Otherwise, it returns \scheme{#f}.


%----------------------------------------------------------------------------
\entryheader
\formdef{get-process-id}{\categoryprocedure}{(get-process-id)}
\returns the operating system process id if the current process
\listlibraries
\endentryheader



%----------------------------------------------------------------------------
\noskipentryheader
\formdef{getenv}{\categoryprocedure}{(getenv \var{key})}
\returns environment value of \var{key} or \scheme{#f}
\listlibraries
\endnoskipentryheader

\noindent
\var{key} must be a string.
\scheme{getenv} returns the operating system shell's environment value
associated with \var{key}, or \scheme{#f} if no environment value
is associated with \var{key}.

\schemedisplay
(getenv "HOME") ;=> "/u/freddy"
\endschemedisplay

%----------------------------------------------------------------------------
\entryheader
\formdef{putenv}{\categoryprocedure}{(putenv \var{key} \var{value})}
\returns unspecified
\listlibraries
\endentryheader

\noindent
\var{key} and \var{value} must be strings.

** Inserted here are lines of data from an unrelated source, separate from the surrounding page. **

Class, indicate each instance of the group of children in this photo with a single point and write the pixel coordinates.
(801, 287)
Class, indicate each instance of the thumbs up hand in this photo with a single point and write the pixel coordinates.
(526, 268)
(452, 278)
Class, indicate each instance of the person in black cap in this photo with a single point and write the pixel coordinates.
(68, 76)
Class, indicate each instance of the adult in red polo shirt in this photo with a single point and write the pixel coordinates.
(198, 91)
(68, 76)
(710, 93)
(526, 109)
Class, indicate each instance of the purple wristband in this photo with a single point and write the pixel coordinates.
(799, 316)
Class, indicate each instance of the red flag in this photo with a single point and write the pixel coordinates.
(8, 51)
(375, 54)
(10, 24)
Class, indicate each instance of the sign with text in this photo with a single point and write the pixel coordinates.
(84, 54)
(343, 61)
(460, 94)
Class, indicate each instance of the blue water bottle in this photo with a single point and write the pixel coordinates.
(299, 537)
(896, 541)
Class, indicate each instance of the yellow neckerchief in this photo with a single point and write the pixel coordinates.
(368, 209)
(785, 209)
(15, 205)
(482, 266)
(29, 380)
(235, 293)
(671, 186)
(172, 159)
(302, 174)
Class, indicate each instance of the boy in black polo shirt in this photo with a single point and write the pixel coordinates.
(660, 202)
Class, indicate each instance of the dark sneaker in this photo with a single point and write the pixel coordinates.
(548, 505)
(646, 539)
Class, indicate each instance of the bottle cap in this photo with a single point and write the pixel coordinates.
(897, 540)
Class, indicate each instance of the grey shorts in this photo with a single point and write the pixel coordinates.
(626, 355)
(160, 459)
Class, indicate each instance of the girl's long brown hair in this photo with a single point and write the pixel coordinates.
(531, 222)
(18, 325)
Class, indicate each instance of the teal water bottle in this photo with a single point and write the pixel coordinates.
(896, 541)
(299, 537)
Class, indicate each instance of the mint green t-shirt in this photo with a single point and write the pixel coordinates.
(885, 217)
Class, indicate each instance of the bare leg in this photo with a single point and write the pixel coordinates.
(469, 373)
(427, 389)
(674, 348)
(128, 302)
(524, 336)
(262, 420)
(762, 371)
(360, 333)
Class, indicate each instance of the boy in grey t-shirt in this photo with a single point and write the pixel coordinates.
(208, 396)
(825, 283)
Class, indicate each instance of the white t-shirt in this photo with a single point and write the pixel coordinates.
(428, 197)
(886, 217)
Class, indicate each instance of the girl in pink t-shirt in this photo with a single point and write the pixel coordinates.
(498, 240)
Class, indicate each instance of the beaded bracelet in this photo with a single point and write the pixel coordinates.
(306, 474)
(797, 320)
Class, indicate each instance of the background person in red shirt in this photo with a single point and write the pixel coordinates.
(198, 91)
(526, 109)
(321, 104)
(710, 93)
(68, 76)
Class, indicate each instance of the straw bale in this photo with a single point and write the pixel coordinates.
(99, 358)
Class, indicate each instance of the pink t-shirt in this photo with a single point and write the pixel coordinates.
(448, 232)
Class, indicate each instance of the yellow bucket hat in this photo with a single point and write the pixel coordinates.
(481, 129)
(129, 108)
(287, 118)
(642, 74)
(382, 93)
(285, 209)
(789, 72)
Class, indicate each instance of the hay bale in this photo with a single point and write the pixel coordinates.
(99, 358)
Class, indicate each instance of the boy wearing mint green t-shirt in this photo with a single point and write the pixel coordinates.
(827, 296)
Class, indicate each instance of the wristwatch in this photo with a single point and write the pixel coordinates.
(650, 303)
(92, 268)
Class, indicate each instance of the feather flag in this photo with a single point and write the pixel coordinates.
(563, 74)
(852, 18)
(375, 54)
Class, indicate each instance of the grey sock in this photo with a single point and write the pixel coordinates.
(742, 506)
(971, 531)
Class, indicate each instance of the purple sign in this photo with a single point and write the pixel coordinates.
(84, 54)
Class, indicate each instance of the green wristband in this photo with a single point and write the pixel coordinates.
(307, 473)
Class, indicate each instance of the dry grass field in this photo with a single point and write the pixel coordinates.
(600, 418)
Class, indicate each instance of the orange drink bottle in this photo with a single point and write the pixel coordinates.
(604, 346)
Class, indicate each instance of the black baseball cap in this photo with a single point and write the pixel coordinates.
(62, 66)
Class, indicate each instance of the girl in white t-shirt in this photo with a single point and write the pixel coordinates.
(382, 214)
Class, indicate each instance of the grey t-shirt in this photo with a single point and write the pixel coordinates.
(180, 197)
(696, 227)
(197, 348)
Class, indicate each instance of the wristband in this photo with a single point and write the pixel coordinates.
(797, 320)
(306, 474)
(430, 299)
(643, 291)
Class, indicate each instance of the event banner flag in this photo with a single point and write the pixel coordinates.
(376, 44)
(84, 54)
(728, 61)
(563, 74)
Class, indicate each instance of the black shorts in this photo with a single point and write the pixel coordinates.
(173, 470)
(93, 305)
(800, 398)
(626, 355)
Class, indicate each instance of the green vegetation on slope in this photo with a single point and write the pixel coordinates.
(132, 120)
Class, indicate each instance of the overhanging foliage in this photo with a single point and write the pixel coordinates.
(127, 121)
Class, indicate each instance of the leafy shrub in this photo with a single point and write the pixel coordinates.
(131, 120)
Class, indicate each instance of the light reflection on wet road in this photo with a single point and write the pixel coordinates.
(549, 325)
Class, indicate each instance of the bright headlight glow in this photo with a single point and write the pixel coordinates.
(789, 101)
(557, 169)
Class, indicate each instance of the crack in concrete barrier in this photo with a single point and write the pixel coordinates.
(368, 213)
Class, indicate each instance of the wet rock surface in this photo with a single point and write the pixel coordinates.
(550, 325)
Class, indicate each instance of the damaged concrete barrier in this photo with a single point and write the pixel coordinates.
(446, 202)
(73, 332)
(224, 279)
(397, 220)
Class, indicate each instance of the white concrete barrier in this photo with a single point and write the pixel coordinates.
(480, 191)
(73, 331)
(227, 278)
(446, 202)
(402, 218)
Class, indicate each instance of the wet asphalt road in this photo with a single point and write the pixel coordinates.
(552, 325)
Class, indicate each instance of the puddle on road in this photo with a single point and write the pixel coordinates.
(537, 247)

\scheme{putenv} stores the \var{key}, \var{value} pair in the
environment of the process,
where it is available to the current process (e.g., via \var{getenv})
and any spawned processes.

\schemedisplay
(putenv "SCHEME" "rocks!")
(getenv "SCHEME") ;=> "rocks!"
\endschemedisplay


%----------------------------------------------------------------------------
\entryheader
\formdef{get-registry}{\categoryprocedure}{(get-registry \var{key})}
\returns registry value of \var{key} or \scheme{#f}
\formdef{put-registry!}{\categoryprocedure}{(put-registry! \var{key} \var{val})}
\formdef{remove-registry!}{\categoryprocedure}{(remove-registry! \var{key})}
\returns unspecified
\listlibraries
\endentryheader

\noindent
\var{key} and \var{val} must be strings.

\scheme{get-registry} returns a string containing the registry
value of \var{key} if the value exists.
If no registry value for \var{key} exists, \scheme{get-registry} returns
\scheme{#f}.

\scheme{put-registry!} sets the registry
value of \var{key} to \var{val}.
It raises an exception with condition type \scheme{&assertion} if the
value cannot be set, which may happen if
the user has insufficient access.

\scheme{remove-registry!} removes the registry
key or value named by \var{key}.
It raises an exception with condition type \scheme{&assertion} if the
value cannot be removed.
Reasons for failure include the key not being present, the user having
insufficient access, or \var{key} being a key with subkeys.

These routines are defined for Windows only.

\schemedisplay
(get-registry "hkey_local_machine\\Software\\North\\South") ;=> #f
(put-registry! "hkey_local_machine\\Software\\North\\South" "east")
(get-registry "hkey_local_machine\\Software\\North\\South") ;=> "east"
(remove-registry! "hkey_local_machine\\Software\\North")
(get-registry "hkey_local_machine\\Software\\North\\South") ;=> #f
\endschemedisplay


\section{Subset Modes\label{SECTMISCSUBSETMODE}}

\noskipentryheader
\formdef{subset-mode}{\categorythreadparameter}{subset-mode}
\listlibraries
\endnoskipentryheader

\noindent
The value of this parameter
must be \scheme{#f} (the default) or the symbol \scheme{system}.
Setting \scheme{subset-mode} to \scheme{system} allows the manipulation
of various undocumented system variables, data structures, and
settings.
It is typically used only for system debugging.